He is in a Bible class I am teaching on Sunday morning. This class consists of people in their early to mid twenties, a few married and others single. A number of them are in a graduate school of some kind. For the last three weeks, we have devoted the last part of the class listening to the story of one of the class members. (A different person each week).
So yesterday, this young man spoke. Mid-twenties. Handsome. Athletic. Married to wonderful young lady who is soon to give birth to their first child. Yes, he has all of this going for him.
But yesterday, he wept as he remembered his parents’ divorce when he was 12. The pain and hurt many years later was still fresh. I watched the class as they listened to him. It was intense. I sensed that none of them wanted to miss a single word. Yet, I think I saw something else in them. I think I saw some of them thinking about their own lives. Their own stories. Maybe it is because I know a number of them. I know something about their home lives and their early years.
Sitting beside him was another young man, a husband and father, who shared a similar story just a few weeks ago. His parents divorced when he was the same age as this other man. These guys are friends. I watched both of them as each one spoke and as they looked at one another. My sense was that each one understood the other.

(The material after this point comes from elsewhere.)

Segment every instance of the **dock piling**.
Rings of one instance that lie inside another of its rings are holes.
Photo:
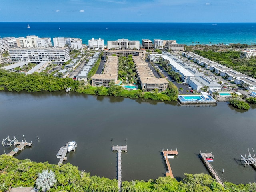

As he spoke, I thought about all of the men and women who I have had conversation with over two and a half decades. So often when people are hurt, deeply hurt, they wall themselves off from others or they even shut down completely. They decide they will never get hurt this way again. Consequently, their wives (or husbands) remain frustrated as they find they are married to either an angry person or a distant person.
The young man who I just mentioned will probably not become either angry or distant. He is doing what so many men do not do. He acknowledges what is real in his life (the hurt) and he recognizes that only God can get him through this.
I also thought about something else as he spoke. I thought about how long it has taken me to learn what he already knows in his twenties. I thought about how many years I spent before I allowed God to deal with some of the deepest and most significant areas of my life. Yet, I am also thankful that God is able where I am not. For that, I am grateful.